Generative AI  is a newer variant of AI that analyses and detects patterns in training datasets to generate original text, images and videos in response to requests from users. ChatGPT, Microsoft Copilot, Google Gemini and more recently X’s Grok are all examples of chatbots that use generative AI.

Neural networks  are an interconnected array of artificial neurons, akin to biological brains, that identify, analyse and learn from statistical patterns in data.

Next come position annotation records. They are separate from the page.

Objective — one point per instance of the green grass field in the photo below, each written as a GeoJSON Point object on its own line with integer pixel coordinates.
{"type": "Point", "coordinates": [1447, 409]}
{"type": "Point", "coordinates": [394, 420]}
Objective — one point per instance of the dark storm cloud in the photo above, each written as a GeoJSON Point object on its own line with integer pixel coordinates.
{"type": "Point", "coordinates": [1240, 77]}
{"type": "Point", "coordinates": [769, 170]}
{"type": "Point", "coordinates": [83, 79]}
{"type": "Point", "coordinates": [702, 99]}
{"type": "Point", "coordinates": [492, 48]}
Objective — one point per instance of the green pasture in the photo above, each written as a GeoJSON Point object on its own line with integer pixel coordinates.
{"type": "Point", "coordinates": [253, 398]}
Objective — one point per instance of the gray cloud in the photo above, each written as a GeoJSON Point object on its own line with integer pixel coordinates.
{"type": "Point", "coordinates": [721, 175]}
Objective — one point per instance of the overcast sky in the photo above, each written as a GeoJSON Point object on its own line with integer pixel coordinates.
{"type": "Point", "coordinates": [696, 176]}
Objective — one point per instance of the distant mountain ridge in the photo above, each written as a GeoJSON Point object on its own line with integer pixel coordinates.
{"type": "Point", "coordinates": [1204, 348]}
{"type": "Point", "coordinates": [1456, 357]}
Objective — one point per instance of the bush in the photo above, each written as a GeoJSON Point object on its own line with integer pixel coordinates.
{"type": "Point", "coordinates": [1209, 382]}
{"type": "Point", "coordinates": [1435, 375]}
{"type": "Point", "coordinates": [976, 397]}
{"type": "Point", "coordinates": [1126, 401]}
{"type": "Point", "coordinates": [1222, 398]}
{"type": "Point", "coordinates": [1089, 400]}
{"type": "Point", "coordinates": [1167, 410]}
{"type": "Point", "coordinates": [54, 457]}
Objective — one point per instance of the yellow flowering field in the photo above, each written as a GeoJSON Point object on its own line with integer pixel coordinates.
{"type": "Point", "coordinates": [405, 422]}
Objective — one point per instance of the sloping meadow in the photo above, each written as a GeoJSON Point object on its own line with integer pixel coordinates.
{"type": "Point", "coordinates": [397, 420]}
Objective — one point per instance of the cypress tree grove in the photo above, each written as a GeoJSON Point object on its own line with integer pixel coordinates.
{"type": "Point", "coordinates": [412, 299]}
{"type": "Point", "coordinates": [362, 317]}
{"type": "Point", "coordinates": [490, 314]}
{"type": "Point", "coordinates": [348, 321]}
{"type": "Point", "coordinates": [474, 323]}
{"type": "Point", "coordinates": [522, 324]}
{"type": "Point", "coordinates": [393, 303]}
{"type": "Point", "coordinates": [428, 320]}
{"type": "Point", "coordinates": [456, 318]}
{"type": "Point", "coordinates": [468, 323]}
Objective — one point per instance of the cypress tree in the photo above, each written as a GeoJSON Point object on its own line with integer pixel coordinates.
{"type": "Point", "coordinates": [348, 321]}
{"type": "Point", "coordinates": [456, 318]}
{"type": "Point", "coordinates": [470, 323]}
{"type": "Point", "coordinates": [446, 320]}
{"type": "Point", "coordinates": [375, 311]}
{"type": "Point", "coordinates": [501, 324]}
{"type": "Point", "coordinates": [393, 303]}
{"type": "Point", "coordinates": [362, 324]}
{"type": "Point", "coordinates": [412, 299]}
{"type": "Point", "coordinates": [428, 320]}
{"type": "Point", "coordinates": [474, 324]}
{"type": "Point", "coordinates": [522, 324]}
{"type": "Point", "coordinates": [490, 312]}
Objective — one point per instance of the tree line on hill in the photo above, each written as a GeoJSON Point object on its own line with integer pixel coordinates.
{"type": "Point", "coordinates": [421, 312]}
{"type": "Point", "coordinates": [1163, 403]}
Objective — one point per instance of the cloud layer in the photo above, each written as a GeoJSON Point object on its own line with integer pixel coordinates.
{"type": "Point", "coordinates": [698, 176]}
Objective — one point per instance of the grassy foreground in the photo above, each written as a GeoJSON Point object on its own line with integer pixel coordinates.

Machine learning  is a subset of AI that allows machines to learn from datasets and make predictions based on new data, without programmers explicitly asking it to do so. Machine learning models improve their performance as they receive more data.

Deep learning  is an enhanced type of machine learning that uses neural networks with many layers to analyse complex data from very large datasets. Applications of deep learning include speech recognition, image generation and translation.

Large language models or LLMs  are a type of deep learning trained on large amounts of data to understand and generate language. LLMs learn patterns in text by predicting the next word in the sequence and these models are now able to write prose, analyse text from the internet and hold dialogues with users.

AlphaGenome matched or outperformed other state-of-the-art models in 25 out of 26 tasks predicting the effects of genetic variations. The team were also able to simulate known DNA mutations responsible for a type of leukaemia, predicting the same results as those observed in the lab.

‘Previously, the field required separate models for separate tasks,’ says Avsec, adding that earlier models also often had a trade-off between sequence length and resolution. ‘AlphaGenome unifies these under one roof.’

Natasha Latysheva, a senior research engineer at DeepMind, explains that AlphaGenome may help improve fundamental knowledge about the genome, improve understanding of rare diseases and cancers or help scientists design new DNA sequences to treat specific conditions.

AlphaGenome adds to the collection of other AI tools developed by Google DeepMind, which includes the 2024 Nobel prize winning AlphaFold that predicts the 3D shape of proteins. Pushmeet Kohli, who led the work, explains that ‘the genome is the recipe and understanding the effect of changing any part of the recipe is what AlphaGenome looks at’.

AlphaGenome turns genetic code into ‘decipherable language of discovery’

Robert Goldstone, head of genomics at the Francis Crick Institute in the UK, believes that AlphaGenome is ‘a foundational, high-quality tool that turns the static code of the genome into a decipherable language for discovery’, but warns that it ‘is not a magic bullet for all biological questions’.

Despite the improvements, AlphaGenome still has a number of limitations. Like other models, it struggles to predict the influence of genetic alterations that are more than 100,000 base pairs apart and can only make predictions about DNA sequences from the cell types used to train the model – namely human and mouse.

Another issue is interpreting results from the model, explains Jian Zhou, a genomics machine learning researcher at the University of Chicago in the US. ‘Even when the model makes accurate predictions, it does not always directly inform us of the underlying biological processes,’ he adds.

Google DeepMind released a preview of the model for non-commercial research in June last year. Since then, Kohli explains that nearly 3000 scientists in 160 different countries have used AlphaGenome, submitting around 1 million requests each day.

He hopes that ‘AlphaGenome will continue to be a valuable resource for the scientific community and help scientists better understand genome function and disease biology, and ultimately drive new biological discoveries and … new treatments’.